Przykładowo cyfrowy kluczyk przechowywany w Apple Wallet może działać nawet po rozładowaniu się iPhone’a, co niestety nie jest dostępne w przypadku rozwiązania proponowanego przez Teslę. Do tego dochodzi m.in. możliwość łatwego udostępnienia kluczyka innym użytkownikom i inne zalety.

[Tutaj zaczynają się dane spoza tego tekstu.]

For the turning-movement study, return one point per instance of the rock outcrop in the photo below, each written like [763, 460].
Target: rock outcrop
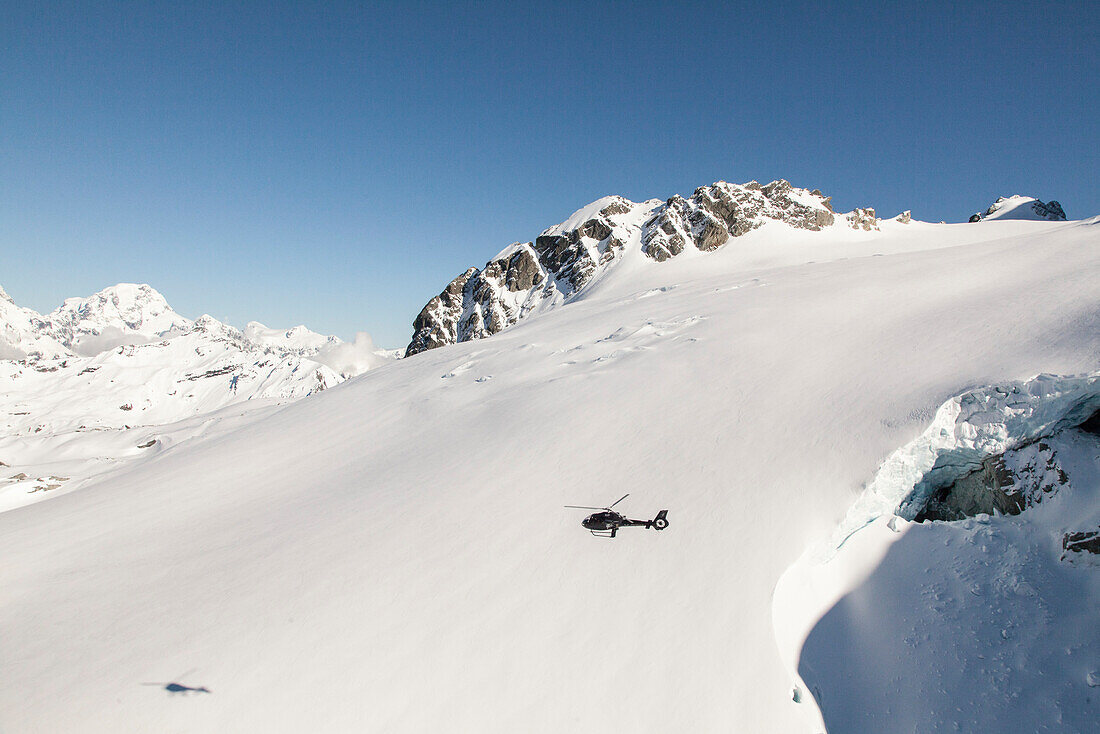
[526, 276]
[717, 212]
[1021, 207]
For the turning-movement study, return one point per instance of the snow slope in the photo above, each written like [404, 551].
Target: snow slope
[119, 376]
[392, 554]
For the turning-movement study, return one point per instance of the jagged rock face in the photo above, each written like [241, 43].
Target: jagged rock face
[864, 219]
[717, 212]
[437, 324]
[1021, 207]
[565, 259]
[127, 308]
[557, 264]
[1008, 483]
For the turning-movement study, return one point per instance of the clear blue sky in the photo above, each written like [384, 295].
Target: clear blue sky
[336, 164]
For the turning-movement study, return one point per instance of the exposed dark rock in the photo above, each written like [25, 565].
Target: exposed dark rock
[997, 489]
[437, 324]
[864, 219]
[1085, 541]
[523, 272]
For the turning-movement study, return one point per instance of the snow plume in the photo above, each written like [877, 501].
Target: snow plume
[351, 358]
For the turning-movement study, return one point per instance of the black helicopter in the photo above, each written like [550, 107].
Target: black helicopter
[606, 523]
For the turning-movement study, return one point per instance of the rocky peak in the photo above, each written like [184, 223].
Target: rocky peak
[862, 218]
[527, 275]
[564, 259]
[717, 212]
[1021, 207]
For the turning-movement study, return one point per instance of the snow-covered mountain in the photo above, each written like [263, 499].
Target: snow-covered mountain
[529, 277]
[24, 332]
[124, 314]
[392, 554]
[1021, 207]
[121, 375]
[298, 340]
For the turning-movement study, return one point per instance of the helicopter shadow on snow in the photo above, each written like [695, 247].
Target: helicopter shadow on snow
[178, 689]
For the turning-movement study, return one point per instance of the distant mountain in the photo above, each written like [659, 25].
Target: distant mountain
[529, 277]
[119, 373]
[1021, 207]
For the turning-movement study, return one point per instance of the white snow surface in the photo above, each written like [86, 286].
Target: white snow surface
[297, 339]
[1018, 207]
[123, 314]
[392, 554]
[69, 419]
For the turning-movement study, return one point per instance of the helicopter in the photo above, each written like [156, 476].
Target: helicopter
[606, 524]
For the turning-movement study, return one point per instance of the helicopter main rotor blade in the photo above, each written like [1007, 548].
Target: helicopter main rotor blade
[619, 500]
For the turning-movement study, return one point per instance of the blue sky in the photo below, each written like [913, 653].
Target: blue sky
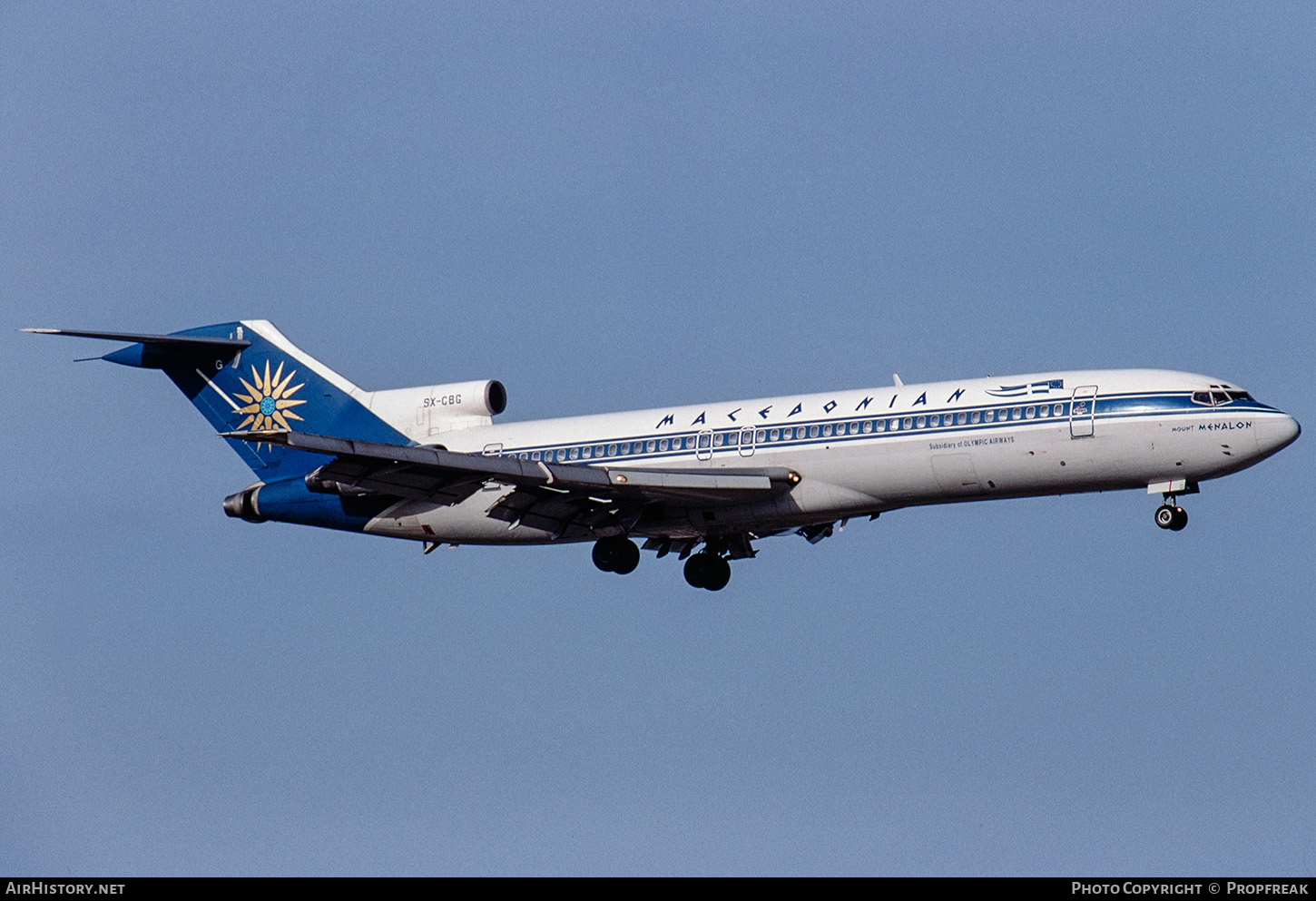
[629, 205]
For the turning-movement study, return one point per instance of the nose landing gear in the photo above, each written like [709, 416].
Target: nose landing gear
[1172, 517]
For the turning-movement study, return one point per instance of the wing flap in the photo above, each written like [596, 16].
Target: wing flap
[442, 476]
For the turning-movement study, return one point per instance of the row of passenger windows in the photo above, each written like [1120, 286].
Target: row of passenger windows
[791, 433]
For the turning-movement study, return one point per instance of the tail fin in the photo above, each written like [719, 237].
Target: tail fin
[246, 377]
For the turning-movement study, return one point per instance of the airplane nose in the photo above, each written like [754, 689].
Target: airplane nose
[1274, 435]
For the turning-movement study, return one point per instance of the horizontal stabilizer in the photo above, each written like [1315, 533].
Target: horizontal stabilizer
[158, 351]
[166, 341]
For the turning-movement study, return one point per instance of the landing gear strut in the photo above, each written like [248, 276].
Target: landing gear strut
[617, 555]
[1167, 515]
[708, 571]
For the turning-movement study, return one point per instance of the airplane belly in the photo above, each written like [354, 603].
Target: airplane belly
[466, 523]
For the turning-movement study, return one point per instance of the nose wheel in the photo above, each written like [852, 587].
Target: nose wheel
[1172, 517]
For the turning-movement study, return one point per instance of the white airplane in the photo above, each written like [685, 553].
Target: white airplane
[429, 465]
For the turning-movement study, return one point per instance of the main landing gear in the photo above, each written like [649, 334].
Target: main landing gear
[708, 571]
[704, 570]
[1167, 515]
[617, 555]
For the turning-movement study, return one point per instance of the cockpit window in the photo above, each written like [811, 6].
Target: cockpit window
[1219, 397]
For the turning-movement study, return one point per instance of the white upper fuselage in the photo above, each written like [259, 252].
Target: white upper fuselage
[878, 449]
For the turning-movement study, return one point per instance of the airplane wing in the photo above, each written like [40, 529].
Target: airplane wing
[557, 497]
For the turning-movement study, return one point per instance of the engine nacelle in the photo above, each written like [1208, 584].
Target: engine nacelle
[242, 504]
[432, 409]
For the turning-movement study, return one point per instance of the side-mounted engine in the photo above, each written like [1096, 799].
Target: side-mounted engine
[427, 411]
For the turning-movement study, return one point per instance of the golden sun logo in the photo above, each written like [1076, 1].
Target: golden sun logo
[269, 400]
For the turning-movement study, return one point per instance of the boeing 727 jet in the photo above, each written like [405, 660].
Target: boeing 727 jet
[702, 482]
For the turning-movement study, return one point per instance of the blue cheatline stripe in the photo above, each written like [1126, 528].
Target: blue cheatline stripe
[1108, 408]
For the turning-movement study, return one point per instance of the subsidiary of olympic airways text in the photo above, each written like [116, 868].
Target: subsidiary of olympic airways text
[64, 888]
[1189, 888]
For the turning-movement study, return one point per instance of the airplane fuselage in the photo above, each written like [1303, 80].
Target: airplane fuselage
[859, 453]
[430, 465]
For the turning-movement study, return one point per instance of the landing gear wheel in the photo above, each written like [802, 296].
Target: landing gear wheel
[696, 570]
[626, 558]
[719, 573]
[1181, 520]
[708, 571]
[1172, 517]
[617, 555]
[604, 555]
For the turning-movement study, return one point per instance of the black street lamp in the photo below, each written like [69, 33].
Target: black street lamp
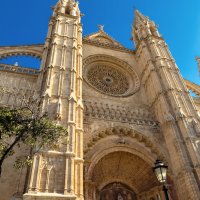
[160, 171]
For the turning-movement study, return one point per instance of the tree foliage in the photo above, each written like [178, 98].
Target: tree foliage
[21, 126]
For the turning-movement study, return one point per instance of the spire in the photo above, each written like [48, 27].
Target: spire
[143, 27]
[198, 61]
[139, 17]
[68, 7]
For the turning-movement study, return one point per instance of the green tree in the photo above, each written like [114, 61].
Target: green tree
[24, 124]
[20, 126]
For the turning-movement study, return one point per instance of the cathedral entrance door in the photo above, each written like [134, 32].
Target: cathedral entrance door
[117, 191]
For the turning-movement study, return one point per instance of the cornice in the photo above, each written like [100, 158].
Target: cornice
[108, 46]
[19, 70]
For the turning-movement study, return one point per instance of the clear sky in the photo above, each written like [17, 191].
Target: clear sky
[25, 22]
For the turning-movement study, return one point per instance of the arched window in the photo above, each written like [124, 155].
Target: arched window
[43, 180]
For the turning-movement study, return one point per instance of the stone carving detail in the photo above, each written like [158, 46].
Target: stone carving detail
[110, 75]
[108, 80]
[136, 116]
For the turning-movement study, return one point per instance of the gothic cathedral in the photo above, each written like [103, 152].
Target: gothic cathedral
[123, 109]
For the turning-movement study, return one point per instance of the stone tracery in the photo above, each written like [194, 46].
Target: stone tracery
[108, 79]
[110, 75]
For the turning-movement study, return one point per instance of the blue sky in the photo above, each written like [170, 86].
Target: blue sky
[25, 22]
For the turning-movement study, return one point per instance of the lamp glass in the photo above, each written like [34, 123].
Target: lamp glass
[160, 171]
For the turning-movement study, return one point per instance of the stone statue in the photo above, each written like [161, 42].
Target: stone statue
[119, 197]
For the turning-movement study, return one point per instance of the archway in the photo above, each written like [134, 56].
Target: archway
[124, 158]
[121, 175]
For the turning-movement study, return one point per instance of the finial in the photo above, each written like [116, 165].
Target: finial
[16, 64]
[198, 60]
[101, 27]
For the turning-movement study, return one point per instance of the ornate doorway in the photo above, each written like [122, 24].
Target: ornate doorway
[117, 191]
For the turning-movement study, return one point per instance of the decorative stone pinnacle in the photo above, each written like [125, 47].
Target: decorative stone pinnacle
[101, 28]
[198, 60]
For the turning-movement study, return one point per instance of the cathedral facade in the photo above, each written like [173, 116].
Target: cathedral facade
[123, 109]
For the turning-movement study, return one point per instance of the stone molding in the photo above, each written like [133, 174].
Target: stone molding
[126, 132]
[28, 50]
[137, 116]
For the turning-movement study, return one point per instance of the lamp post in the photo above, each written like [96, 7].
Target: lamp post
[160, 170]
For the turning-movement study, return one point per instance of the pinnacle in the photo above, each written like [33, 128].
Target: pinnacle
[139, 17]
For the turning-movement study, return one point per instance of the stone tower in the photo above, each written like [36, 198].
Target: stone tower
[123, 109]
[171, 103]
[60, 86]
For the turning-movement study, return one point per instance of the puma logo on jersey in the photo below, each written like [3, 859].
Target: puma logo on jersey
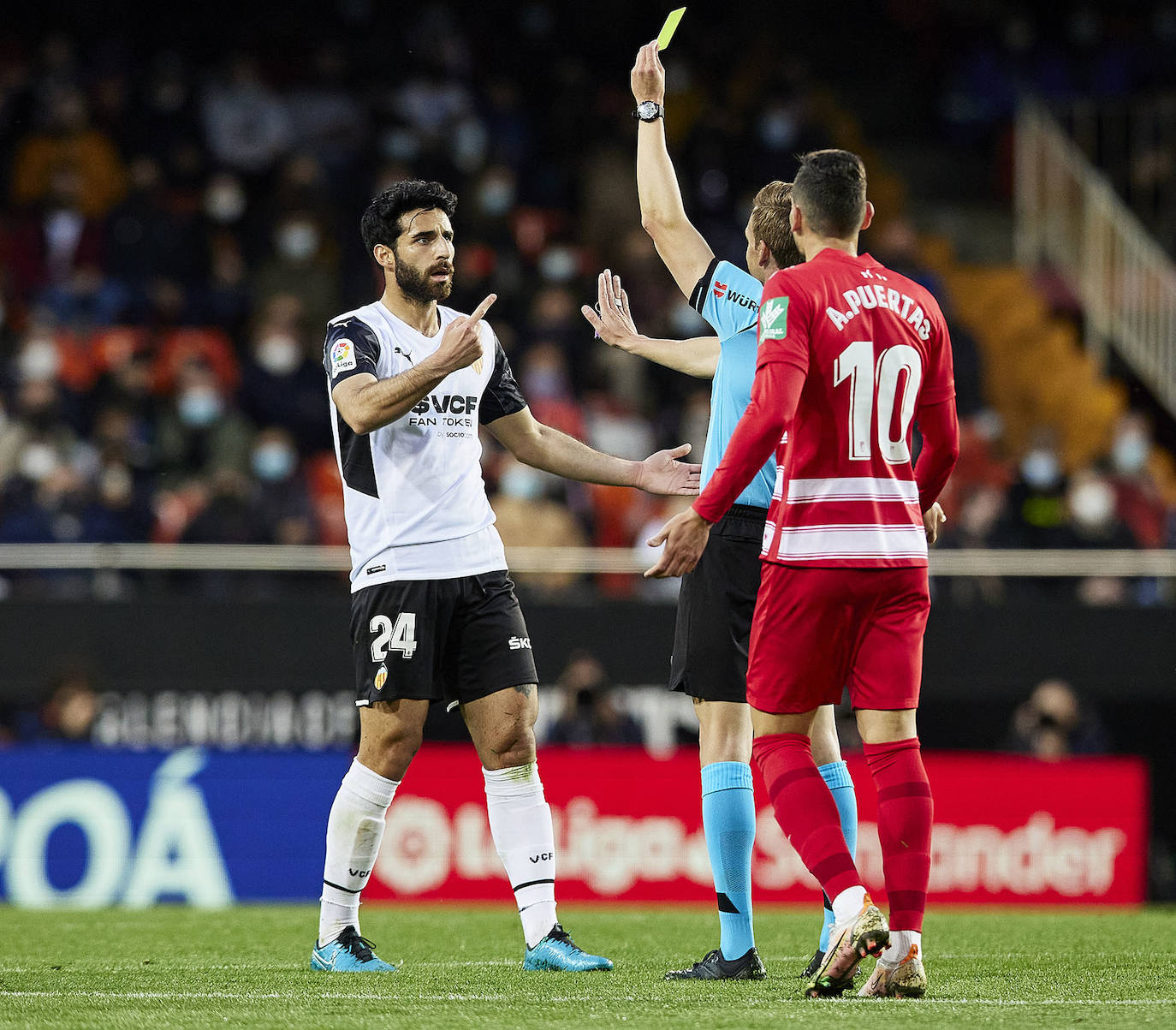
[342, 355]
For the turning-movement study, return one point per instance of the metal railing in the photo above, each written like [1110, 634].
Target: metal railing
[1131, 140]
[584, 560]
[1069, 217]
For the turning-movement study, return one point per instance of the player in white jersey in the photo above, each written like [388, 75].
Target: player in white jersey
[434, 615]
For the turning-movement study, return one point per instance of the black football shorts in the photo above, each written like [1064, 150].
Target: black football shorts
[439, 640]
[716, 607]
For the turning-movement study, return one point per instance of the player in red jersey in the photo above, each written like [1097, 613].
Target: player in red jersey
[851, 355]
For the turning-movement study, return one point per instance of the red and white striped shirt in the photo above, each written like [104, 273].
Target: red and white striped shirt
[851, 354]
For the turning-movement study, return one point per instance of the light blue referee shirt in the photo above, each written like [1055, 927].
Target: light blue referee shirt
[728, 298]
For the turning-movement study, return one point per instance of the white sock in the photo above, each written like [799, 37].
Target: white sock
[901, 942]
[848, 903]
[521, 827]
[354, 831]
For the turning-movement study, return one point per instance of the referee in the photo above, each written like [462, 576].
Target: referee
[717, 598]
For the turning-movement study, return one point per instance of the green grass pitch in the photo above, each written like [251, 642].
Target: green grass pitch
[247, 967]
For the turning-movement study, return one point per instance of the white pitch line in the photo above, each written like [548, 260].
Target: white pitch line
[500, 997]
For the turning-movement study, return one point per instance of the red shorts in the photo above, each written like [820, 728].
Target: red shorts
[818, 630]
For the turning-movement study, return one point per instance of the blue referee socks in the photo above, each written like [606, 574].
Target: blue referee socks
[728, 821]
[836, 777]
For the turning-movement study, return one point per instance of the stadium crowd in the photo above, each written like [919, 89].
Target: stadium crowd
[175, 232]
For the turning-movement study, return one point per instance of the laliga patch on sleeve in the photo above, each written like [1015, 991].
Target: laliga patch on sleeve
[342, 355]
[774, 319]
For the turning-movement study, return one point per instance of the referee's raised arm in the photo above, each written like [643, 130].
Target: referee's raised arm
[679, 243]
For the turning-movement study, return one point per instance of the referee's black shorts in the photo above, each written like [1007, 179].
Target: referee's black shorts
[716, 608]
[439, 640]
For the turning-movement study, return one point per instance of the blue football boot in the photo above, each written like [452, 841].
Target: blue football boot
[559, 951]
[348, 953]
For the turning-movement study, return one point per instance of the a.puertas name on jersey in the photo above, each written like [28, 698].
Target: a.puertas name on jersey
[875, 295]
[446, 412]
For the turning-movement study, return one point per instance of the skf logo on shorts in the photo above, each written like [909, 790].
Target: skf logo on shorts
[342, 355]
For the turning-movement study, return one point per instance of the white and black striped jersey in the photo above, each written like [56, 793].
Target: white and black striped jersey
[413, 491]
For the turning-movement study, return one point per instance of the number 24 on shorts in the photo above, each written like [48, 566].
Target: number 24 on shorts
[389, 638]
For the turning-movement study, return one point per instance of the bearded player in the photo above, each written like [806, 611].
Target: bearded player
[434, 615]
[716, 600]
[851, 355]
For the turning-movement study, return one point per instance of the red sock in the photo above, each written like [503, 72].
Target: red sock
[905, 828]
[805, 809]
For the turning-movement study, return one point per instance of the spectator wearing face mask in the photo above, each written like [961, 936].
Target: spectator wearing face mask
[1036, 510]
[591, 714]
[199, 429]
[1094, 523]
[35, 437]
[1137, 497]
[300, 261]
[1053, 722]
[282, 384]
[282, 501]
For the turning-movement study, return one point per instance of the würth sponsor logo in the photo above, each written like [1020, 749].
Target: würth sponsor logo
[734, 296]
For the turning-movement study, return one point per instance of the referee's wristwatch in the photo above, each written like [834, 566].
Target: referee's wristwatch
[650, 110]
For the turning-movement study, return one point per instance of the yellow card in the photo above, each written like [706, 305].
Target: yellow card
[667, 32]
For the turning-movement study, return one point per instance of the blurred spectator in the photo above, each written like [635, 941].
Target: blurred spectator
[282, 383]
[1095, 523]
[591, 714]
[246, 122]
[527, 517]
[56, 255]
[71, 709]
[68, 144]
[1137, 497]
[199, 431]
[1053, 723]
[148, 243]
[1036, 510]
[300, 264]
[282, 500]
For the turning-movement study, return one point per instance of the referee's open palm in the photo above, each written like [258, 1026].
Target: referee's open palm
[662, 473]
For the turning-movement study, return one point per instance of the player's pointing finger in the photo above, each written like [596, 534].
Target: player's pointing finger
[483, 308]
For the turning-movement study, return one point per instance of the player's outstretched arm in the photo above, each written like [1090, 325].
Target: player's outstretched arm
[679, 243]
[543, 447]
[613, 322]
[367, 402]
[940, 427]
[775, 396]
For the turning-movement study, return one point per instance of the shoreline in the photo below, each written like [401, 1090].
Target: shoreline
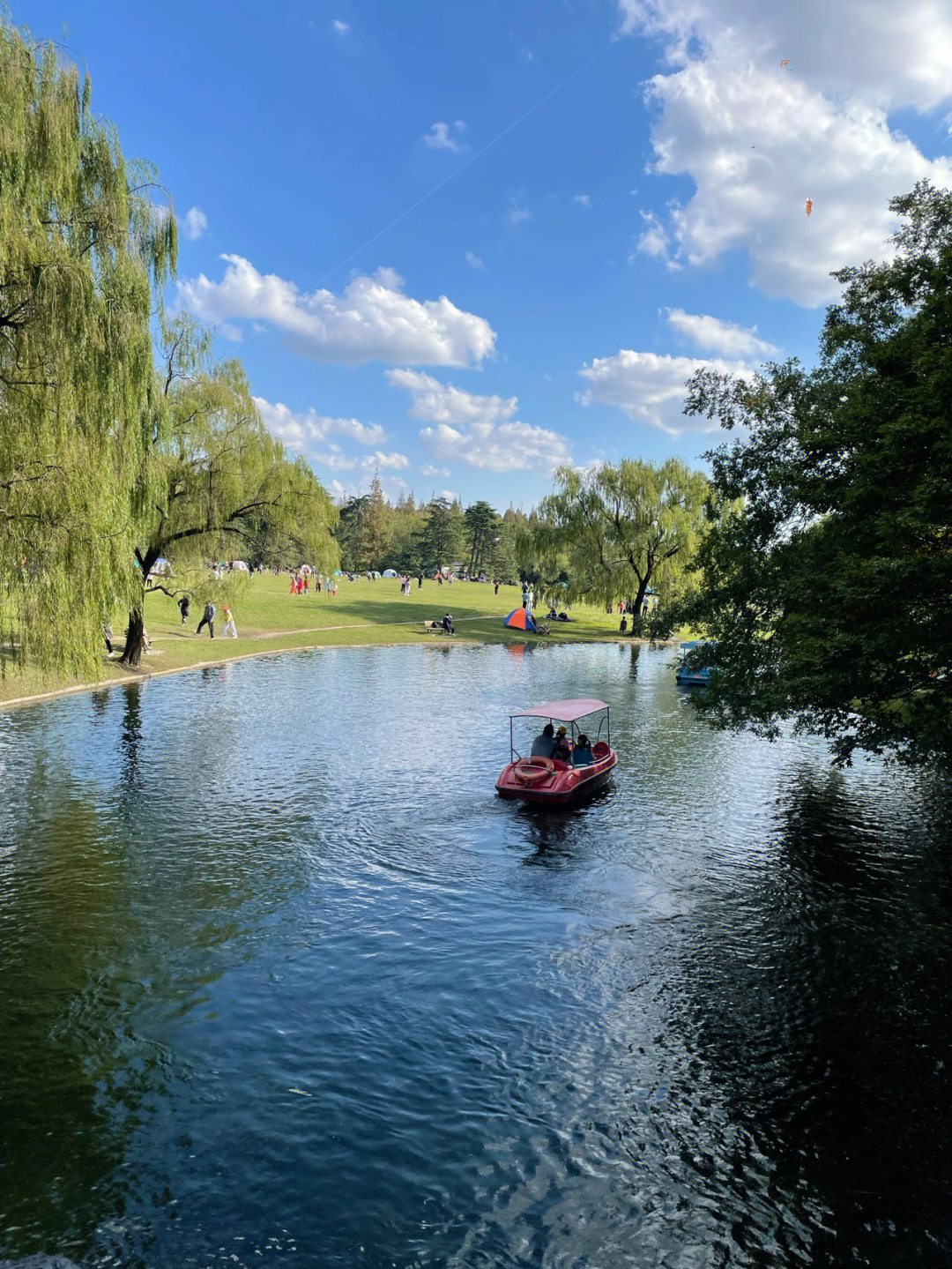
[135, 676]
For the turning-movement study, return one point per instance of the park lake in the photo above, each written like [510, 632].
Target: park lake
[281, 982]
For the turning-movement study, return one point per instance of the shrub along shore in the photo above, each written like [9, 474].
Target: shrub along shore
[269, 619]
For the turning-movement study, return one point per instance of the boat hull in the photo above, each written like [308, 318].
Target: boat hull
[554, 783]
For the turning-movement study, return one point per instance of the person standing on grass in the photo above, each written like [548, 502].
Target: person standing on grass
[207, 619]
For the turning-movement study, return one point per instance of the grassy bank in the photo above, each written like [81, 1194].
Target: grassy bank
[271, 619]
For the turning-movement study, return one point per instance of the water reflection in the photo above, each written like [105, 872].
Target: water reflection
[815, 1009]
[271, 997]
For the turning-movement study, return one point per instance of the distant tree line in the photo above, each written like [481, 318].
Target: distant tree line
[376, 534]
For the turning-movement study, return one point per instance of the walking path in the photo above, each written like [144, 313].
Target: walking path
[136, 676]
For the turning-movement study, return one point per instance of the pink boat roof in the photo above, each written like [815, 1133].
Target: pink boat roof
[566, 711]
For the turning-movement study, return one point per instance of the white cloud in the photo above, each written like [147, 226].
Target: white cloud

Ciągi znaków, znalezione w aplikacji Tesli w wersji 4.52.0, wskazują, że niebawem Tesla powinna nadrobić zaległości względem konkurencji. Warto zauważyć, że coraz więcej firm obsługuje omawianą technologię – przykładowo BMW Digital Key jest oferowany już od kilku lat.

Tesla Model Y Juniper
fot. Tesla

Prawdopodobnie początkowo funkcja będzie dostępna na urządzeniach Huawei z systemem HarmonyOS. Ruch najpewniej jest ukłonem w stronę chińskiego klienta – Tesla w Państwie Środka musi walczyć z mocnymi, lokalnymi graczami, a do tego sprzęt Huawei cieszy się tam dużą popularnością.

W kolejnym kroku obsługa może zostać rozszerzona na iPhone’y i smartfony z Androidem. Ten ruch powinien dotyczyć nie tylko Chin, ale również pozostałych regionów, na których działa Tesla. Na ten moment trudno stwierdzić, kiedy może się to wydarzyć.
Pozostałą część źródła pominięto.